Les Pays-Bas ont connu des températures exceptionnelles en mai, avec un record absolu enregistré à De Bilt. Selon Reporterre, le mercure a atteint 29,2 °C le 26 mai, un seuil inédit pour cette période de l’année. Face à cette vague de chaleur précoce, l’Institut royal météorologique néerlandais (KNMI), basé à De Bilt, a décidé de mettre en place un nouvel indicateur : l’indice « Hittekracht », ou « force de chaleur ». Présenté depuis le 2 juin sur l’application et les bulletins météo du KNMI, cet outil vise à mieux qualifier l’intensité des épisodes caniculaires.

Ce qu'il faut retenir

  • Un record de 29,2 °C enregistré à De Bilt le 26 mai 2026, un niveau jamais atteint à cette date.
  • Le KNMI a lancé l’indice « Hittekracht » (« force de chaleur ») pour évaluer la sévérité des canicules.
  • L’échelle de mesure s’étend de 0 (« rien à signaler ») à 10 (« extrême »).
  • L’indice est désormais intégré aux prévisions officielles depuis le 2 juin 2026.

Un indicateur conçu pour anticiper les risques sanitaires

L’introduction de « Hittekracht » répond à un besoin croissant de précision dans l’évaluation des vagues de chaleur. Le KNMI souligne que les canicules précoces ou intenses représentent un risque accru pour la santé publique, notamment pour les populations vulnérables. Cet indice permettra aux autorités néerlandaises d’adapter leurs alertes et leurs recommandations en conséquence. Selon l’institut,

« cet outil complète les seuils classiques de température en intégrant des paramètres comme l’humidité et la durée de l’épisode »
, a précisé un porte-parole du KNMI.

Les Pays-Bas, comme d’autres pays européens, subissent de plus en plus fréquemment des épisodes de chaleur extrême en dehors de la période estivale traditionnelle. Les scientifiques attribuent cette tendance au réchauffement climatique. En 2024 déjà, le pays avait enregistré des températures supérieures à 30 °C dès le mois de mai, un phénomène autrefois exceptionnel.
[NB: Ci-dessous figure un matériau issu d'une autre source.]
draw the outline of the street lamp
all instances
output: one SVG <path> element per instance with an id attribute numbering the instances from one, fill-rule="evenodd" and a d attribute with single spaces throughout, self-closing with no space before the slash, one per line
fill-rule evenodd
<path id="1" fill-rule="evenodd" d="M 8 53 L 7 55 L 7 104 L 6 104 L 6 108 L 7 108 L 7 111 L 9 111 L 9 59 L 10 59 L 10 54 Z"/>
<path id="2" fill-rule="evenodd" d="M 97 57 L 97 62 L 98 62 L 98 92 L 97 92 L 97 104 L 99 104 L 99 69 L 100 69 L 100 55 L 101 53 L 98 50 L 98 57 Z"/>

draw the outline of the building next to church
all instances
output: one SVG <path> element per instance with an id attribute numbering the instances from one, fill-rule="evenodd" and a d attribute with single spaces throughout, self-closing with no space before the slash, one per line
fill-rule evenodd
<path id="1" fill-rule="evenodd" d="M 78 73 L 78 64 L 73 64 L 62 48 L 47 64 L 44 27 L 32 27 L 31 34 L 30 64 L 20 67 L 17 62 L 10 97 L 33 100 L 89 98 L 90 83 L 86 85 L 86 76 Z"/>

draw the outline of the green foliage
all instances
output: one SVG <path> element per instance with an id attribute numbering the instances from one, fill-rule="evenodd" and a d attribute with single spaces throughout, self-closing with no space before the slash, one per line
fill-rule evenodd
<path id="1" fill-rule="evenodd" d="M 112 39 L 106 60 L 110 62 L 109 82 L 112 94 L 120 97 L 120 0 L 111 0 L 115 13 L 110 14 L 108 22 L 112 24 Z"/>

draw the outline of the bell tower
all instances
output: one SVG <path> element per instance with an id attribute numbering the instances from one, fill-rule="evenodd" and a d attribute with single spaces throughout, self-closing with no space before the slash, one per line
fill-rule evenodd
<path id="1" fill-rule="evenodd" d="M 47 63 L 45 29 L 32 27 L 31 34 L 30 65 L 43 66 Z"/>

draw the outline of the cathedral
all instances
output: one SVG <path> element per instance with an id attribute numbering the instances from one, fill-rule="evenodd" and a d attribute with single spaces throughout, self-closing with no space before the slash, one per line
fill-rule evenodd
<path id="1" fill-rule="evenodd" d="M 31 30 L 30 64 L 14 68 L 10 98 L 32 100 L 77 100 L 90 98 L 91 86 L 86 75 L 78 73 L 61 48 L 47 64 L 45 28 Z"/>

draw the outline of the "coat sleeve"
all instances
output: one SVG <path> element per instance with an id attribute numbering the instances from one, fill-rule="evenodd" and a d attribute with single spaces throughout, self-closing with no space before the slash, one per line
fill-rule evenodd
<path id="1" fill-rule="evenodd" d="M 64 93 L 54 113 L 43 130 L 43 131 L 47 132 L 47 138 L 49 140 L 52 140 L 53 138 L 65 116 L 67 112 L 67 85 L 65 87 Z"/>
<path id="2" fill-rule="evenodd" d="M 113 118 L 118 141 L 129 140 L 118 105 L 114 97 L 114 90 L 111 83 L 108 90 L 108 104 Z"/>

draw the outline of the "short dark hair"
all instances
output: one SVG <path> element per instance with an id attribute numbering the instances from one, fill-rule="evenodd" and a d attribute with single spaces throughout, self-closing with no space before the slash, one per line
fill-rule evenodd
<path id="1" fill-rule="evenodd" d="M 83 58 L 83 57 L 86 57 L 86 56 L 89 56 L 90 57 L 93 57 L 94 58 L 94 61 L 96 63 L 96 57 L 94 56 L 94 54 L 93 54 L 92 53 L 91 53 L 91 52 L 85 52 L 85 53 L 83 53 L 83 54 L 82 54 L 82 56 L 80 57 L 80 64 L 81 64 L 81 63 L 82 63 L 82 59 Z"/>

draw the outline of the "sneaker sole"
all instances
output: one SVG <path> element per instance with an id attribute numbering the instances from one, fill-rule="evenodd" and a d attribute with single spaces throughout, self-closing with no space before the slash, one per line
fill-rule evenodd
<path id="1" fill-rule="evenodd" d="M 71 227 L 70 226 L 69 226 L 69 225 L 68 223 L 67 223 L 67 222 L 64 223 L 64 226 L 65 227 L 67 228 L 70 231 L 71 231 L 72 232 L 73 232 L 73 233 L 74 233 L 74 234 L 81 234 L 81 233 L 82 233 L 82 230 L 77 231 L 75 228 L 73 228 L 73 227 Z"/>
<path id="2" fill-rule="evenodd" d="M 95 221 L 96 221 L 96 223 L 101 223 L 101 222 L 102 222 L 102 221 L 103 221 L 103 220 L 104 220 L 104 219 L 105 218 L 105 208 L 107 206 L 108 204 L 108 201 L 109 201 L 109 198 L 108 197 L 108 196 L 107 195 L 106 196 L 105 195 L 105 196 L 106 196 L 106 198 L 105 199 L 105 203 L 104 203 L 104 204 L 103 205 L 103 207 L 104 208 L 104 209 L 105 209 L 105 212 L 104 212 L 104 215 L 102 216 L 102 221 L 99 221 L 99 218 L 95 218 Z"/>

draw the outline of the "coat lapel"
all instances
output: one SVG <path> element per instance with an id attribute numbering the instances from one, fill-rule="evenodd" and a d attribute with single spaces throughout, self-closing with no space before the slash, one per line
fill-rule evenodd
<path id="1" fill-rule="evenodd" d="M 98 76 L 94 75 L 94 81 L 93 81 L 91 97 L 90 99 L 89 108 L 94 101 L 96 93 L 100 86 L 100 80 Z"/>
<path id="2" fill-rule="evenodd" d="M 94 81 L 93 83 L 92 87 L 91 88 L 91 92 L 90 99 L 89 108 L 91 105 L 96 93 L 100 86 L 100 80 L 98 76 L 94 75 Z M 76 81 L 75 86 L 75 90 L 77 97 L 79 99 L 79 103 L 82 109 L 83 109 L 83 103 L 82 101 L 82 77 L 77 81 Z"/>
Une échelle graduée pour mieux communiquer

L’indice « Hittekracht » s’articule autour d’une échelle allant de 0 à 10, chaque niveau correspondant à un degré de dangerosité. Si les détails complets de la méthodologie n’ont pas encore été rendus publics, le KNMI indique que la force de chaleur sera calculée à partir de données en temps réel, incluant la température, l’humidité relative et la durée de l’épisode. À titre d’exemple, un niveau 5 pourrait correspondre à une journée où les températures dépassent 27 °C pendant plus de six heures, tandis qu’un niveau 10 serait réservé aux situations exceptionnelles, comme en 2019, où les Pays-Bas avaient enregistré 40,7 °C.
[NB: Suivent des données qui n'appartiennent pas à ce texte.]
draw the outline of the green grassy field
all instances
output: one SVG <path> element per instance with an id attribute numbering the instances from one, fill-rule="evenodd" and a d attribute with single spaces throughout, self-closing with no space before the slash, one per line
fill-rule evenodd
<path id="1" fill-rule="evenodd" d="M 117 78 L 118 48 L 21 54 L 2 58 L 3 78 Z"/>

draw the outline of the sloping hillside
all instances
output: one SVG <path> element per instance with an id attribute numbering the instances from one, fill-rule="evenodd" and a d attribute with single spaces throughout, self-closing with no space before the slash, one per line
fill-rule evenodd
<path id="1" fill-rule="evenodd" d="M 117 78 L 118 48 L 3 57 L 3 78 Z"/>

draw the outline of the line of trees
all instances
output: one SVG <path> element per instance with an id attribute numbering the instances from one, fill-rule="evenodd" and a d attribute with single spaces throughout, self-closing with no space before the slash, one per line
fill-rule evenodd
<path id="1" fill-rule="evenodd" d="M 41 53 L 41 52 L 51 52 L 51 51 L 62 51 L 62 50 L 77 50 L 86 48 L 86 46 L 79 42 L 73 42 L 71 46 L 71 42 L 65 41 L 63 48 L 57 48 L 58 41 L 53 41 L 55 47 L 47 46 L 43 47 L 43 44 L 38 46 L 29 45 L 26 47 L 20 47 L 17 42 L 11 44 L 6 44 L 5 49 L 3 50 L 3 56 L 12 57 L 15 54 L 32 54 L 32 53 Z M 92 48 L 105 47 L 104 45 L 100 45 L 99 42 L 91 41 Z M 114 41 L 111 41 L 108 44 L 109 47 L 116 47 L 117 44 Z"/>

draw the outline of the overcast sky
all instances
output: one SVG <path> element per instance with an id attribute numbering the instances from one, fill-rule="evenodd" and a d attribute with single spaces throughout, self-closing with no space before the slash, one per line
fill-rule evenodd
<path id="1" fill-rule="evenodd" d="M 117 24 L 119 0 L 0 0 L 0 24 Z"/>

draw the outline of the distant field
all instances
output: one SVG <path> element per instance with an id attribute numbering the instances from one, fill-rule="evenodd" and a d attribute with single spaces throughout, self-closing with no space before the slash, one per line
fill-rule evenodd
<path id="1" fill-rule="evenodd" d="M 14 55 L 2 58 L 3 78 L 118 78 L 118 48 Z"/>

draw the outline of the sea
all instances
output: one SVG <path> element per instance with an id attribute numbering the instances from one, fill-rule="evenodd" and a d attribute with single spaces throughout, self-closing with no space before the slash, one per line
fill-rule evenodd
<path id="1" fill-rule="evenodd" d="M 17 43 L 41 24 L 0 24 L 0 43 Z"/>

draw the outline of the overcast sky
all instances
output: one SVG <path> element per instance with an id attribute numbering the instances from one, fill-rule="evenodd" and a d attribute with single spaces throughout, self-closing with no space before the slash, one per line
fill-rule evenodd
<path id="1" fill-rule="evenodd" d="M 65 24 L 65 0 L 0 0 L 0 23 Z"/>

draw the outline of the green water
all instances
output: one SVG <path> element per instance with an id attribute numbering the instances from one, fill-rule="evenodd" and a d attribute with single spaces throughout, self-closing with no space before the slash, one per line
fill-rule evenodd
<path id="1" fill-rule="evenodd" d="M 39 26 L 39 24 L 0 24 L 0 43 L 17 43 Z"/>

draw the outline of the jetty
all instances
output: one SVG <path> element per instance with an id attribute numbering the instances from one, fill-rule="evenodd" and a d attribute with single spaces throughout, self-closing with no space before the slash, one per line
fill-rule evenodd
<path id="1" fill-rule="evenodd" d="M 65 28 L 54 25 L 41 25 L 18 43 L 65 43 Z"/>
Cette initiative s’inscrit dans une démarche plus large de modernisation des outils de prévision météorologique aux Pays-Bas. Le KNMI a également annoncé le développement d’autres indicateurs, notamment pour mesurer l’impact des pluies intenses ou des tempêtes hivernales.

Et maintenant ?

L’indice « Hittekracht » sera progressivement intégré aux alertes officielles du KNMI dès cet été. Les autorités néerlandaises devraient publier un guide d’utilisation pour le public d’ici la fin du mois de juin. Par ailleurs, d’autres pays européens, comme la France ou l’Allemagne, observent avec attention cette innovation, susceptible d’être reprise dans les prochaines années. Reste à voir si cet outil permettra effectivement d’améliorer la prévention des risques liés aux canicules.

Un contexte climatique de plus en plus marqué

Les vagues de chaleur précoces, comme celle de mai 2026, deviennent un marqueur du changement climatique aux Pays-Bas. Selon les données du KNMI, les mois de mai sont désormais en moyenne 1,5 °C plus chauds qu’il y a 50 ans. Cette tendance s’accompagne d’une augmentation de la fréquence des épisodes caniculaires, passant de un tous les cinq ans dans les années 1970 à un tous les deux ans aujourd’hui. Les projections climatiques estiment que d’ici 2050, les Pays-Bas pourraient connaître des températures supérieures à 40 °C chaque été.

Face à ce constat, le gouvernement néerlandais a renforcé ses plans d’adaptation, avec un accent particulier sur la protection des personnes âgées et des travailleurs en extérieur. L’indice « Hittekracht » s’inscrit dans cette logique en offrant un outil plus réactif pour alerter la population.

Le KNMI prévoit d’intégrer l’indice directement dans ses alertes météo, aux côtés des seuils de température classiques. Les communes pourront ainsi adapter leurs mesures de prévention, comme l’ouverture de salles climatisées ou la distribution d’eau potable, en fonction du niveau de dangerosité indiqué.